Friedhof Meidling: Diese neuen Angebote gibt es jetzt für Besucher
In erster Linie ist der Friedhof ein Ort der Trauer und der Totenruhe. Er ist aber auch ein Ort der Lebenden, ein Ort der Begegnung und der Erholung. Das gilt umso mehr in einer Großstadt wie Wien, wo er für Menschen und Tiere wertvollen Grünraum darstellt. Schließlich umfassen die 46 von den Friedhöfe Wien betreuten Grabanlagen eine Fläche von 5,2 Quadratkilometern. Zu ihnen gehört auch der Friedhof Meidling. Wie vielfältig sein Raum genutzt werden kann, zeigt das neue Nutzungskonzept, das am Donnerstag vor Ort vorgestellt wurde.
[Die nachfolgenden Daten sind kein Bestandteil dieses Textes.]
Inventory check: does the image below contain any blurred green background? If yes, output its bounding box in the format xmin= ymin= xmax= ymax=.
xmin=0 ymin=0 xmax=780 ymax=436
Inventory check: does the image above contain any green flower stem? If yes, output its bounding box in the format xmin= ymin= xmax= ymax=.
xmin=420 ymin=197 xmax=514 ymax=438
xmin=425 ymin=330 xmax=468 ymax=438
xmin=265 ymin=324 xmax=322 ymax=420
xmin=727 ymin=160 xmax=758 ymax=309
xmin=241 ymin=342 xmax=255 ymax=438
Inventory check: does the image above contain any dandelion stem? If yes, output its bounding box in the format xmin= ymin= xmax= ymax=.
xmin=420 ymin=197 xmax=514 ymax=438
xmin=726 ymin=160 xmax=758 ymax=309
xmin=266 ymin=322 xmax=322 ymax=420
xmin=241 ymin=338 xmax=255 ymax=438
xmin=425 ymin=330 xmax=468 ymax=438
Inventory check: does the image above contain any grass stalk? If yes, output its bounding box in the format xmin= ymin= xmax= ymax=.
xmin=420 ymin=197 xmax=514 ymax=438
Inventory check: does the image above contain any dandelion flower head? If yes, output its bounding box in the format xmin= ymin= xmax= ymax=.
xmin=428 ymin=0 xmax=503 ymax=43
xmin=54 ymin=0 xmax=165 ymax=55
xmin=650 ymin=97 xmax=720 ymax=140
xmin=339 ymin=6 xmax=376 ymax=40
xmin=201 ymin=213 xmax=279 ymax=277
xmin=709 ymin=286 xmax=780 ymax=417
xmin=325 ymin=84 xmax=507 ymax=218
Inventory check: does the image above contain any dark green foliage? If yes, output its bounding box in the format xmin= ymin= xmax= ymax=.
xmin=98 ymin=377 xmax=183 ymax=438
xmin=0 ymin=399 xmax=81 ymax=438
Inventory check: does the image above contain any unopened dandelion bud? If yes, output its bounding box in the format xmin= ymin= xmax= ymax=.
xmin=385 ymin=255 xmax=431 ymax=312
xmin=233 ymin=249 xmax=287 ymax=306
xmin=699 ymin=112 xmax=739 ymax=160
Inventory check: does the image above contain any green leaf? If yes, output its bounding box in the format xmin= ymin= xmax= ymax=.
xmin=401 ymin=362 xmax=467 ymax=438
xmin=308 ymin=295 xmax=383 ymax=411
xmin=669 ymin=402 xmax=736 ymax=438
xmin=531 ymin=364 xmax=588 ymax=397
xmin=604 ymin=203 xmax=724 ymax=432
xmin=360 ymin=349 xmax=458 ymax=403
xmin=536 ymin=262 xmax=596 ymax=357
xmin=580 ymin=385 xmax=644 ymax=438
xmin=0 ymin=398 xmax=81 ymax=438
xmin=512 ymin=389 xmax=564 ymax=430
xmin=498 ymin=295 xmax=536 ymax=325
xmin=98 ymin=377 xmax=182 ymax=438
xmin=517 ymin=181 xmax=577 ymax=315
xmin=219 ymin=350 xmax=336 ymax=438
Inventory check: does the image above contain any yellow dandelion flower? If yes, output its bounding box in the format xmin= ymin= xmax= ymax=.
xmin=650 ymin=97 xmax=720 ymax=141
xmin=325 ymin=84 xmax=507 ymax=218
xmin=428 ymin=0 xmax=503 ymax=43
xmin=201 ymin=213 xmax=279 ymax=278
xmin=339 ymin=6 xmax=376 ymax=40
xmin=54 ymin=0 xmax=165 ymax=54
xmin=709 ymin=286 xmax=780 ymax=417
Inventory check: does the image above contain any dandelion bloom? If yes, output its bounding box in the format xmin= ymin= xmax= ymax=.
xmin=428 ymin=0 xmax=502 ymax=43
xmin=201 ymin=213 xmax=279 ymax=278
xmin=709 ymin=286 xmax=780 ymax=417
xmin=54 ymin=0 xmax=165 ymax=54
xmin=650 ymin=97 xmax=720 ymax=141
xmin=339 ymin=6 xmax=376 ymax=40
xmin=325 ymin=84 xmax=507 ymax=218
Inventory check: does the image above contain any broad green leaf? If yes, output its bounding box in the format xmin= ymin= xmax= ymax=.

Gleich nach dem Eingang zum neuen Teil des Friedhofs führt der Silent-Walk-Rundweg die Besucher auf eine rund 800 Meter lange Spazierstrecke. Die Allee führt im Halbkreis zwischen den locker in der Wiese gesetzten Grabsteinen und hohen Bäumen an allen Neuerungen vorbei. „Es gibt auch am Zentralfriedhof die Laufstrecke, die so gelegt ist, dass sie für die Besucher nicht störend ist. So haben wir das auch hier gemacht“, erklärt Ulli Sima, Stadträtin für Stadtentwicklung, Mobilität und Wiener Stadtwerke. Mit dem neuen Angebot, das bewusst als Walking-Strecke definiert ist, sollen besonders ältere Besucher angesprochen werden. Schließlich ist der durchschnittliche Friedhofsbesucher 68 Jahre alt, wie Renate Niklas, Geschäftsführerin der Friedhöfe Wien sagt. Mehrere Plauderbankerl entlang des Weges laden nicht nur zum Rasten ein, sondern sollen auch bei Einsamkeit und Gesprächsbedarf Entlastung bringen und das Knüpfen neuer Kontakte erleichtern.
Die Silent-Walking-Strecke ist rund 800 Meter lang.
Silent-Fit und Hamster
Entlang der Walking-Strecke gibt es nun auch einen kleinen Fitnessbereich mit inklusiven Trainingsgeräten, darunter beispielsweise ein Balanceboard. „Es gibt hier bewusst keine Kletterstangen, sondern Geräte für Leute, die ihre Mobilität erhöhen wollen. Die Eiben rundherum werden schnell wachsen und einen Sichtschutz bieten“, sagt Niklas.
Direkt hinter dem Silent-Fit-Bereich liegt ein zersägter Baumstamm zwischen Sträuchern in der Wiese. Er ist eine von fünf sogenannten Hamsterinseln, die am Friedhof der hier lebenden Population des streng geschützten Europäischen Feldhamsters Rückzugsräume bieten sollen. Das Wildbienenhaus daneben wird bereits umsummt.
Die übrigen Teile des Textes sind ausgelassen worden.